I fear it will simply mean that the SNP leadership will continue to prevaricate for another two years. After all, there won’t be a smoking gun that they can point to as a trigger for a new independence referendum, so there’ll be a huge temptation to continue to wait for a clearer picture, and that might not emerge till we get too close to the deadline for Scotland to do anything.

It seems to me that the SNP’s strategy has been based on the idea that by now we should have had an agreed withdrawal agreement and a rough deal outlining the future relationship between the UK and the EU. If this had been the case, and it was clear that the UK was heading for a Canadian solution, it would have been easy to ask the Scottish voters whether they wanted to join England on this journey, or whether they wanted to remain inside the EU together with Ireland, and a referendum asking this question wouldn’t have needed to be held till early 2020, which would have been quite feasible.

It seems to me that the whole uncertainty is going to continue till the very moment when the UK either finds itself outside the EU or decides to remain.

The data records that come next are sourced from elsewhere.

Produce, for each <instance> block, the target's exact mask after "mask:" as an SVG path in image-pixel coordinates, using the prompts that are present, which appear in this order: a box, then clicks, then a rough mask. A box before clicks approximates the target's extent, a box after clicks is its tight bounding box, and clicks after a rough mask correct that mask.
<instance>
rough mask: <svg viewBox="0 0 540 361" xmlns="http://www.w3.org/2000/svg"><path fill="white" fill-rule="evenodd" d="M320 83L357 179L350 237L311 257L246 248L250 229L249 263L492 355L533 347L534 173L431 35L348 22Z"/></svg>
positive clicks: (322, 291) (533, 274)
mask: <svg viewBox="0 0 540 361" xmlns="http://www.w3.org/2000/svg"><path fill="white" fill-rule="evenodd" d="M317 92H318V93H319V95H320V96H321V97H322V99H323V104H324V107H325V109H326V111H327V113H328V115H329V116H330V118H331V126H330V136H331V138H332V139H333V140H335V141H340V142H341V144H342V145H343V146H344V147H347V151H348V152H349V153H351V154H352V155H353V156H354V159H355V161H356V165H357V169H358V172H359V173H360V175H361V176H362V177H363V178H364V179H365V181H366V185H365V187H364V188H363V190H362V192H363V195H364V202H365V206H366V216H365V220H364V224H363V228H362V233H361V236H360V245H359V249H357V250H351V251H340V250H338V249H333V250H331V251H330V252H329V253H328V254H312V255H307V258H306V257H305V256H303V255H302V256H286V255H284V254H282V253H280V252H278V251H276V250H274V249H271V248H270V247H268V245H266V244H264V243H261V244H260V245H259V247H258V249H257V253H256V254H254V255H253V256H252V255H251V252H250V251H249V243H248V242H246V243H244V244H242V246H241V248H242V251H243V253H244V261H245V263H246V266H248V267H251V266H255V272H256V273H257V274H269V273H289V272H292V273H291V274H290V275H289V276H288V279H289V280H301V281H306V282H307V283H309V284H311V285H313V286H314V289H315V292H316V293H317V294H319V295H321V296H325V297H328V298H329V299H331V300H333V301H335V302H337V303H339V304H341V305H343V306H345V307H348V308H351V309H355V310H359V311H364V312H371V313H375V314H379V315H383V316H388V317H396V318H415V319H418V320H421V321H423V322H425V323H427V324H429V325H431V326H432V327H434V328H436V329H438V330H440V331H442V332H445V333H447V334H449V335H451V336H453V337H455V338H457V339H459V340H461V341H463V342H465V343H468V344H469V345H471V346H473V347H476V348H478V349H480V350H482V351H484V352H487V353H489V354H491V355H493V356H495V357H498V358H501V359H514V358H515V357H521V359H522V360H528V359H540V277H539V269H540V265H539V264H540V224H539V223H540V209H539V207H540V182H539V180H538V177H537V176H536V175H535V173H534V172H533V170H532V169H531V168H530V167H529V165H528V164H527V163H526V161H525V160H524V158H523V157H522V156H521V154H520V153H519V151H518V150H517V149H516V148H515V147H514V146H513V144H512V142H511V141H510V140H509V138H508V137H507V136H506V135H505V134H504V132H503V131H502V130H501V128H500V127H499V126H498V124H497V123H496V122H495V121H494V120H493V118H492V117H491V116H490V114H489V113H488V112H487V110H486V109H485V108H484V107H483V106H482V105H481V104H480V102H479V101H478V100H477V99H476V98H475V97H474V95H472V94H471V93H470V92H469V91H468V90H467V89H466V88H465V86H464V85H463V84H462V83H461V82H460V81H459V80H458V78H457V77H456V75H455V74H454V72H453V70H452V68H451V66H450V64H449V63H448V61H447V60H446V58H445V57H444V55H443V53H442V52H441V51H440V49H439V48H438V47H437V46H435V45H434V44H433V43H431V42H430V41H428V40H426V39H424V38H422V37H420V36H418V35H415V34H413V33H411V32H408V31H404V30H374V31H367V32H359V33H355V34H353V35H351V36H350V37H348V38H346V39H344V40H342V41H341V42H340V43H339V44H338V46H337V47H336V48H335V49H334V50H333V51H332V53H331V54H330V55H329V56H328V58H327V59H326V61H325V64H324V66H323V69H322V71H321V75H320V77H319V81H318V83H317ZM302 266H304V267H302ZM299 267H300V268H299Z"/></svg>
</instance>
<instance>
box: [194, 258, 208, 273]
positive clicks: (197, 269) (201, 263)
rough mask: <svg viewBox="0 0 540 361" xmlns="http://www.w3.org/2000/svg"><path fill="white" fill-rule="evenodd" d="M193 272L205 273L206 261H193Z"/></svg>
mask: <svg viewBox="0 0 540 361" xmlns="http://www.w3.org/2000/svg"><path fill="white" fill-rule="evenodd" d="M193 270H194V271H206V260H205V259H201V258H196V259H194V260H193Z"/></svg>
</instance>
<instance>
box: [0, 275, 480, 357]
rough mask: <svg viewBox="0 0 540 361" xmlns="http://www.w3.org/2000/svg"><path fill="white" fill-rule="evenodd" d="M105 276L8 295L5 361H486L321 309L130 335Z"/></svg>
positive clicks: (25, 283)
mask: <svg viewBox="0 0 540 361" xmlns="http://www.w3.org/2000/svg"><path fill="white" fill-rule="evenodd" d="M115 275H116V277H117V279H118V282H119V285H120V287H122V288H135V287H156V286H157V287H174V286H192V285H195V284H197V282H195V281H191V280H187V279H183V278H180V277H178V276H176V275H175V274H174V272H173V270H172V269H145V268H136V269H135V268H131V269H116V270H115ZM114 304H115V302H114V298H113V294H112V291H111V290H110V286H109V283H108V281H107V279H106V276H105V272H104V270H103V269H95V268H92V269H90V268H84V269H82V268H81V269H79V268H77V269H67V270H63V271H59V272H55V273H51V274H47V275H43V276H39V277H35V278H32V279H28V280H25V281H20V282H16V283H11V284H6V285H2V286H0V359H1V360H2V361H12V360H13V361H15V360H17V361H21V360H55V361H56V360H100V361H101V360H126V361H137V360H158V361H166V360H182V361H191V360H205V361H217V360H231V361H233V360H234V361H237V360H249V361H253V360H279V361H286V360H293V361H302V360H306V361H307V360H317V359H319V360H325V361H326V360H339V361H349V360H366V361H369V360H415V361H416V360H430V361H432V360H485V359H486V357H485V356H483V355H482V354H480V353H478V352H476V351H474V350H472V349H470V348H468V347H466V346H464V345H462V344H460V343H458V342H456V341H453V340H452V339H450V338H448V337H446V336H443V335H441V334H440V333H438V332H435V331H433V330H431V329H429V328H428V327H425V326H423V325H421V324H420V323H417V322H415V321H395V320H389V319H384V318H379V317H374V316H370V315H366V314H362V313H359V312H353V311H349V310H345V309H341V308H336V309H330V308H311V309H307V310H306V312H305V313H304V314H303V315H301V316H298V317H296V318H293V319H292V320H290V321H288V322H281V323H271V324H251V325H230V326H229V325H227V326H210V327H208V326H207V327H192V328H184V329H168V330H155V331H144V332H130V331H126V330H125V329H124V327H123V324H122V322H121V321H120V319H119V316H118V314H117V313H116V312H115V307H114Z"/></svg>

There simply won’t be a nice, quiet period before then when Scotland can quietly sit down and make up its mind.

Of course, I’m here completely ignoring the slight problem that I don’t think Westminster will agree to a new independence referendum anytime soon. Politics is the art of the possible (as Otto von Bismarck once said), and so long as it’s possible for them to ignore Scotland, they will. The independence movement needs to start outsmarting them again and make it impossible for them to ignore us.

Simply insisting that we won’t leave the Internal Market, as Peter Arnott suggested today, doesn’t seem to me to work, even if 80% of Scottish voters agree, because it’s possible for Westminster to ignore, and we then look doubly impotent afterwards.

Brexit will be hugely damaging to Scotland, and the Tories don’t really care whether we like it as long as we don’t cause too much trouble, so we need to look at what we can do. Hopefully Nicola Sturgeon will announce something useful soon, but I do fear that she’ll simply kick the can down the road again.